Until Don decided to go all in. I went to his house one night, and he was breathing like he had run a marathon. “I have to tell you something,” he said, wringing his hands. At first, I thought he was going to tell me he’d hooked up with someone else. Au contraire: not only did he drop the L-bomb, but followed with a litany of other declarations—that he thinks about me all the time, that he can’t imagine anyone more right for him than me, and other vomit-inducing sentiments. Only instead of vomiting, I gobbled it right up. Now that he had given my feelings validation by mirroring them, I completely gave in to them. We were in love. (Imagine Will Ferrell screaming this in the boardroom in *Anchorman*.)

Things were so blissful that we started using future tense verbs. One Sunday afternoon, I was sitting on the deck in my mother’s backyard, talking to Don on the phone. He was telling me about visiting his favorite high school teacher, who was battling cancer.
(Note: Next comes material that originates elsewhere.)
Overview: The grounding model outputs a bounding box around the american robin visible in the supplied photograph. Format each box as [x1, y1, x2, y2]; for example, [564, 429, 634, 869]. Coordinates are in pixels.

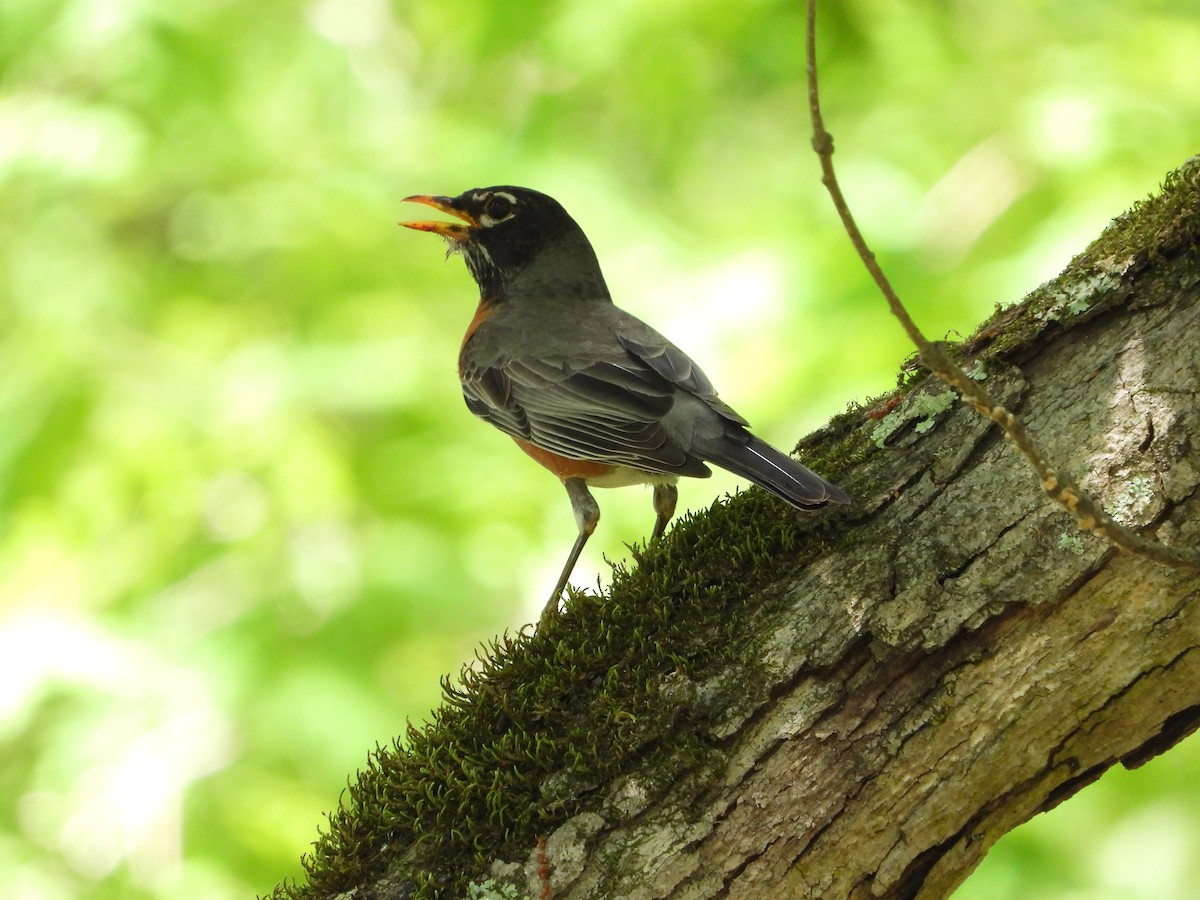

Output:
[402, 185, 850, 622]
The conversation shifted to people in our families who had had the disease; my father and three grandparents all lost their battles with it, as did a few of Don’s kin. “Well,” I said, “I’m pretty sure cancer’s going to get me, too, with my history.” “Yeah,” he responded, “me, too. I just hope we both get sick around the same time so neither of us has to live without the other for too long.” I can’t explain why I didn’t throw my cell to the ground and stomp on it in revulsion. I guess, without fully realizing it, I had accepted that both of us knew that we wanted to be together for good, even though it was a completely irrational feeling to have less than two months into the relationship.

But, as Barney warns us, when you break the platinum rule, there is a moment that things start to turn ugly. That moment came just a week later. I had bought Don tickets to see his favorite band of all time—a band he had never seen live before—but the day of the event, he cancelled because he was too tired. At eight thirty at night. On a Saturday. His favorite band. Although I was upset and disappointed, I tried to view it as an isolated incident and move on.

But it wasn’t isolated. The next few weeks were marked by more flakiness and an increasingly consistent bad feeling in the pit of my stomach. When Don called to cancel our plans for the third time since the concert, I couldn’t let it go. “Listen,” I began, “things used to be really awesome with us, and lately they’ve been pretty shitty. Any chance of us getting back into the groove of awesomeness?”

“I know,” he said. “I’m really sorry. I’ve just been thinking a lot lately. It’s just a weird spot.”

Do I smell a breakup conversation? “Yeah,” I pushed, “I’m not really sure why things changed, but they definitely feel different.”

“I know, I’m really fucked up. I just don’t think I was ready for things to move this quickly.” Was he crying? “I’ve been looking for someone like you for a long time, but I just don’t see myself with you long term.” Yup, those were definitely sobs. “I fell in love with you, and so did my family, and that’s what makes this so hard. I’m really sorry.”

I did a quick recap in my spinning head. So, he professes his love for me, tells me he hopes we kick the bucket simultaneously, and then says he doesn’t see a future with me? All within a matter of weeks? Huh?

I got off the phone as quickly as I could, since there was clearly nothing more to say. The typical breakup recovery period ensued—spending a few days in bed watching 80s movies and reruns of *Lost*, reconfiguring the food pyramid so that the foundation consists of Ketel One and Haagen Dazs, and getting completely sluttified for a night on the town with friends, drunkenly crying in one of the bar’s bathroom stalls, and making out with a guy with a mustache.

Thus ended the most confusing relationship I’ve ever had. The first time I ran into Don at work post-breakup, his eyes suddenly became very itchy. The second time, I must have been wearing clothing that perfectly matched the paint on the wall, serving as camouflage. But the third time, I was upgraded to his standard head nod. Lucky me.

Point of the conversation: If you absolutely must shit where you eat, go right ahead. Just make sure you have a strong olfactory resistance to deal with the shithead for 40 hours a week when things go down the shitter.